Les néonazis d’Aube Dorée sont attendus à Bruxelles

L’Avenir, 4 octobre 2014 :

«Le nazisme se combat dans la rue», annoncent les organisations qui attendent les élus d’Aube Dorée de pied ferme.

Seize associations, pour l’instant, ont appelé à la mobilisation, pour ce samedi. Où et à quelle heure? À 20 heures, en principe, mais on ignore où. «Classiquement, les participants à la conférence seront invités à un endroit précis, où quelques “ gros bras ” leur indiqueront où la conférence aura lieu. Dans un endroit tenu secret jusqu’à la dernière minute, afin d’éviter un refus du locataire de la salle, à qui on ne dévoile généralement pas le motif de la réunion. Ou une interdiction mayorale», par exemple pour trouble de l’ordre public, détaille Manuel Abramowicz, coordinateur du site ResistanceS.

D’authentiques fachos

Car cette conférence, contre laquelle les organisations mobilisent sent le soufre: y sont annoncés Kostantinos Boviatsos et Alexandros Lyris, assistants de deux des trois députés grecs européens du parti néonazi «Aube Dorée», et Gabriele Adinolfi, un ancien terroriste italien d’extrême-droite, président du mouvement Casa Pound. Ces trois authentiques fachos sont invités par le groupe «Zenit Belgique», branche belge d’une association italienne dont le but est de remettre au goût du jour l’idéologie fasciste historique.

Qui ciblent ces tristes sires? Pour Yiorgos Vassalos, de l’ «Initiative de Solidarité avec la Grèce qui résiste», «l’Aube Dorée tente d’approche les Grecs de Belgique».

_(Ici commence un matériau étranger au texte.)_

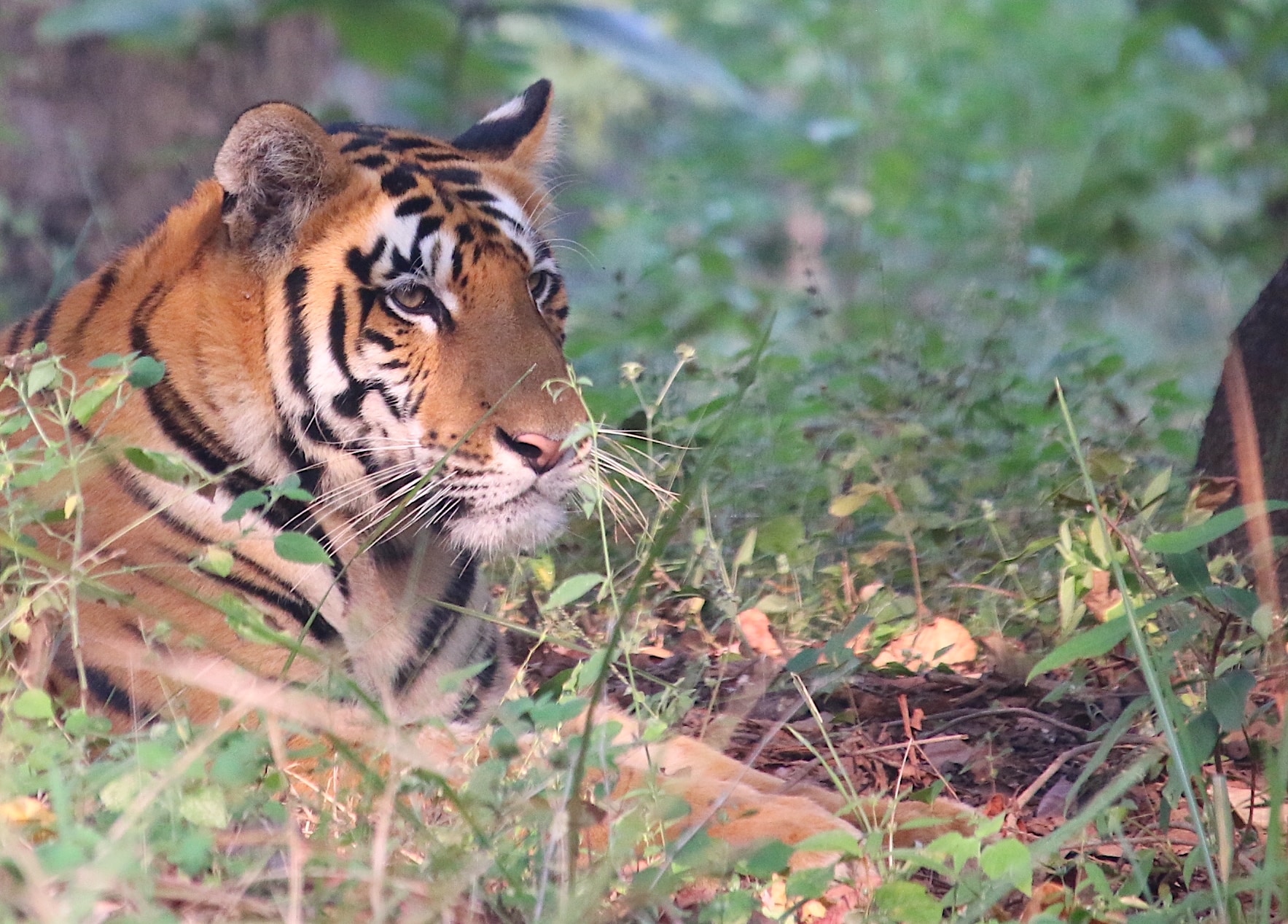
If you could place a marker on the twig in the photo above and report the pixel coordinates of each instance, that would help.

Manu Abramowicz, lui, pense plutôt aux Skinheads et aux groupes d’extrême-droite des pays voisins, «et notamment de France, où la publicité de cette conférence a essentiellement été assurée». De là à penser que le rendez-vous final serait plutôt en région montoise que bruxelloise…

Les néonazis d’Aube Dorée n’ont, il est vrai, récolté qu’une septantaine de voix à Bruxelles, lors du dernier scrutin européen, note Thomas Englert.

Le permanent des «Jeunes Organisés et Combatifs de Bruxelles» (ex-Jeunesse Ouvrière Chrétienne) est en première ligne pour s’opposer à la conférence des néonazis grecs: «même si notre pays est démocratique et défend la liberté d’expression. Mais dans les limites de la loi contre le racisme et la xénophobie. Et puis rien ne nous oblige à accepter la propagation d’idées aux antipodes de notre vision égalitaire, juste, et solidaire de la société , assurée par des militants criminels», explique-t-il.

Et si des mesures de police peuvent empêcher la tenue de la réunion, «le nazisme se combat d’abord dans la rue», conclut Thomas Englert. La mobilisation est totale!